Building and testing the Chroma section
Contents |
The Chroma generator
Theory
THe ULA supplied U V signals, but is not able to modulate these signals into something that can be used for a TV directly, This job is done by a LM1889 chip which outputs the modulated colour information which is then later merged with the Black and white (Y) information in the Video mixer section.
The /Y signal is used in the circuit, apparently to clamp the U and V signal to +5V when sync happens. (I could be mistaken about this).
This version is the Issue 3+ version. Earlier versions used passive components which needed manual adjustment via Preset resistors. The transistor version requires no such adjustment, which is why i chose it.
Note, there is a bug in this circuit, as the Oscilator is supposed to be in sync with the video signal. (WHich is generated with the Speccy's main 14Mhz crystal). Alas, it isnt. This is the cause of the Speccy's dot-crawl problem.
Schematic
The changes I made were as follows:
In the inital version, the circuit was supplied by an external +12V supply.
In the original speccy, this was supplied by a discrete DC-DC converter, which was by far the most unreliable part of the Speccy. If something has gone wrong, chances are its the transistor in the DC-DC converter (Which then generally took out one or more of the RAM chips). Originally, this was also used to supply the 4116 Ram chips as well. As i'm not planning to use something quite as obsolete as 4116's, this is the only place the +12v will be used.
As such, i decided to use a descrete DC-DC converter powered from the +5v supply, mounted on the board.

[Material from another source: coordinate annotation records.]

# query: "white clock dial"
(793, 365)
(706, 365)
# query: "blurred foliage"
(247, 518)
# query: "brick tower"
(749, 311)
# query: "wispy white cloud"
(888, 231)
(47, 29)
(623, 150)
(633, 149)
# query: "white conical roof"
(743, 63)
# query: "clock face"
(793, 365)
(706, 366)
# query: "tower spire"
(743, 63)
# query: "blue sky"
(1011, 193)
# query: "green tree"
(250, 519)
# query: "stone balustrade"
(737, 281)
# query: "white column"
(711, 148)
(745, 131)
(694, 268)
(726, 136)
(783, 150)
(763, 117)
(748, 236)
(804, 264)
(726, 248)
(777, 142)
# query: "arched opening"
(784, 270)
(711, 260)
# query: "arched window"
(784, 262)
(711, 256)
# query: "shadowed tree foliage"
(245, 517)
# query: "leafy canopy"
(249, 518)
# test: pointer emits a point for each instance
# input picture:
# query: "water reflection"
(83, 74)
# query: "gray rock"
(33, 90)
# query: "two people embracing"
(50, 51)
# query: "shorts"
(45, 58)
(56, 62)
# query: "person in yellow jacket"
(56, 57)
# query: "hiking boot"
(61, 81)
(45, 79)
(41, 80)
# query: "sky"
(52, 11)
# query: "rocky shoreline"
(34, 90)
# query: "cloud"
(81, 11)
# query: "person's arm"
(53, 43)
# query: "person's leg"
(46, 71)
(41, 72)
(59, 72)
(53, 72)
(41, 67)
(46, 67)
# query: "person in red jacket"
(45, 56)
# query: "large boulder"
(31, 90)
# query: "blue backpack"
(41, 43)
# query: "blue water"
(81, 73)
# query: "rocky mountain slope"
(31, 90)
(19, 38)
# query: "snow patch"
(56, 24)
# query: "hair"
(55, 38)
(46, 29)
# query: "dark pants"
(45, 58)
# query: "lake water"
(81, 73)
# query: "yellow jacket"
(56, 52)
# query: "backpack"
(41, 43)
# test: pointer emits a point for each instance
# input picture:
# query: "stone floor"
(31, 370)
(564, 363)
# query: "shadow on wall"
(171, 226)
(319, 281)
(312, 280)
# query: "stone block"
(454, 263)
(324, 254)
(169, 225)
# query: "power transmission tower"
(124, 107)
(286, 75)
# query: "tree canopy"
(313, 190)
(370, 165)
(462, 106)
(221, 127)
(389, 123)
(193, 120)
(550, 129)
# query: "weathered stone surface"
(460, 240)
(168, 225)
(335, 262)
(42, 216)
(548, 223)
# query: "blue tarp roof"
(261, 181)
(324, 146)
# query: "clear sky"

Other than that, the circuit i used is the same as the above.
Finished product
Testing
Once assembled, testing was performed by connecting in the mixer, then taking the inputs from the edge connector. (They are all available) Hopefully, it should all work first go.
If the signal appears in black and white, this usually means the oscilator isnt working, (Mainly as very little else can go wrong)
If the colours are wrong, but otherwise steady, check to see you havent mixed U and V up.
If the colours are all messed up, check the input section, especially the input transistors.